There is only one jelly bean worth eating at Easter or any other time of year.
No, not those weirdly flavored “gourmet” Jelly Bellys (I consider the term “gourmet jelly bean” to be an oxymoron). The traditionalist in me abhors them, despite Reagan’s reported fondness. As for those jelly beans placed on the endless supermarket aisles of Easter treats that tempt us from Valentine’s Day until tomorrow—when the remnants go on sale and those get scarfed up as well—the vast majority should not be consumed by anyone above the age of four. Maybe not even by anyone below the age of four.
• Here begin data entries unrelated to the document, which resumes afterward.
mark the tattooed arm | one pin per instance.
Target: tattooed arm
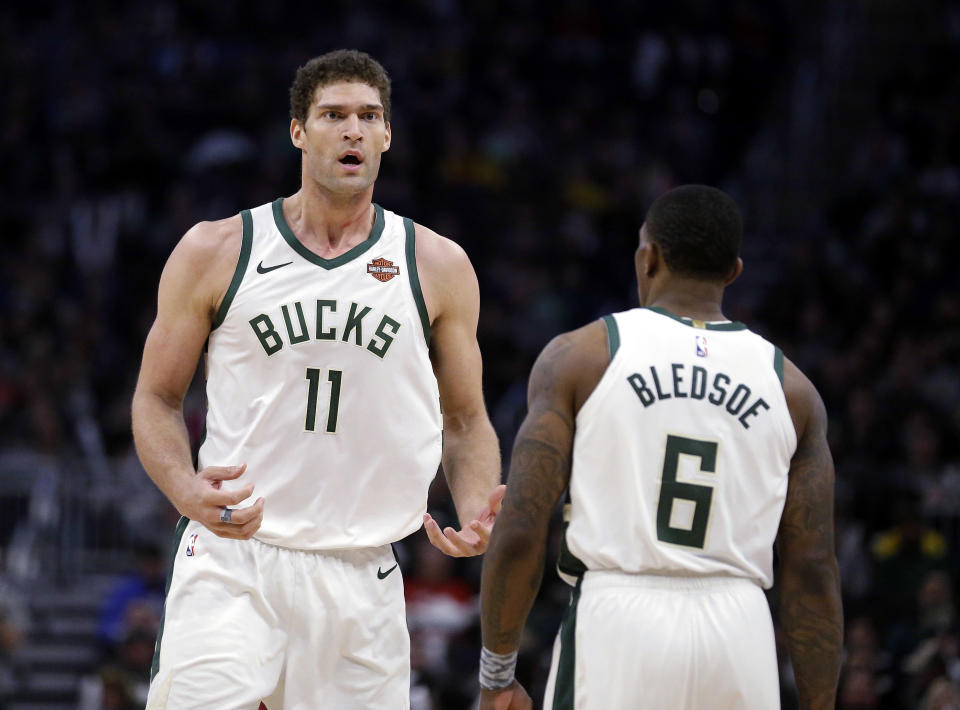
(564, 375)
(809, 579)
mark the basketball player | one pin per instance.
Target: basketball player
(689, 445)
(333, 330)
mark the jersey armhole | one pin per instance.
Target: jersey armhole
(613, 336)
(411, 253)
(246, 242)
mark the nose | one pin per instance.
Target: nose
(351, 128)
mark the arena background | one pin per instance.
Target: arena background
(535, 134)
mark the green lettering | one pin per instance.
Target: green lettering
(677, 380)
(717, 388)
(304, 335)
(753, 411)
(354, 324)
(698, 382)
(733, 406)
(266, 334)
(656, 383)
(321, 333)
(640, 387)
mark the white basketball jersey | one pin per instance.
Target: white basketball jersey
(319, 378)
(681, 453)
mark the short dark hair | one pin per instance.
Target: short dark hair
(698, 229)
(332, 67)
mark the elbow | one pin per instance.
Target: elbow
(817, 573)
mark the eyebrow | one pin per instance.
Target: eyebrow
(342, 107)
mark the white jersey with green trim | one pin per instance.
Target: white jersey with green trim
(681, 453)
(319, 378)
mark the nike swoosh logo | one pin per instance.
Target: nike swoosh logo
(261, 269)
(381, 574)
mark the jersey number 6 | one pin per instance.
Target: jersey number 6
(334, 377)
(671, 489)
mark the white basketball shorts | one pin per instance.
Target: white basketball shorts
(650, 643)
(299, 630)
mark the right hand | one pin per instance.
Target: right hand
(513, 697)
(204, 500)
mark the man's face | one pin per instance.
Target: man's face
(343, 137)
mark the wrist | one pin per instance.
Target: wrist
(497, 670)
(181, 493)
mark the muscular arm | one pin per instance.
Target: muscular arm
(563, 377)
(809, 579)
(471, 454)
(192, 283)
What should? I submit these, which are a tad more expensive but probably will not break the bank:
Traditionally fruit-flavored, made with smooth and succulent pectin, with a lovely and slightly translucent sheen, they go down easy. Maybe too easy; it is possible to eat quite a few before realizing what’s happening. Take it from one who knows.
How did jelly beans come to be associated with Easter? It seems a no-brainer because of their egglike shape, but apparently the tradition didn’t really get going until the 1930s. Jelly beans are far older than that, however, making their debut as the confection promoted by Schrafft of Boston for sending to Union soldiers during the Civil War (a crafty man, that Schrafft).
A little-known jelly bean fact (at least to me) is that, “in United States slang in the 1910s and early 1920s a ‘Jelly bean’ or ‘Jellybean’ was a young man who made great efforts to dress very stylishly, presumably to attract women, but had little else to recommend him…The word was also used as a synonym for pimp.”
Returning to the actual candy, I offer a caveat: there is hardly anything worse than the shock of thinking you’re biting into a normal fruit-flavored jelly bean and getting a spicy one. They should be identified by special markings, like those insects that are bad to eat, as a warning to others. I suggest racing stripes.
But if you buy the Russell Stovers, there’s no need to be on the spice alert. And remember: Monday the sales begin! Although, come to think of it, it’s a sign of this particular jelly bean’s superiority that not only are they generally available year-round, but at most stores they are exempted from the post-Easter markdowns. They’re that good.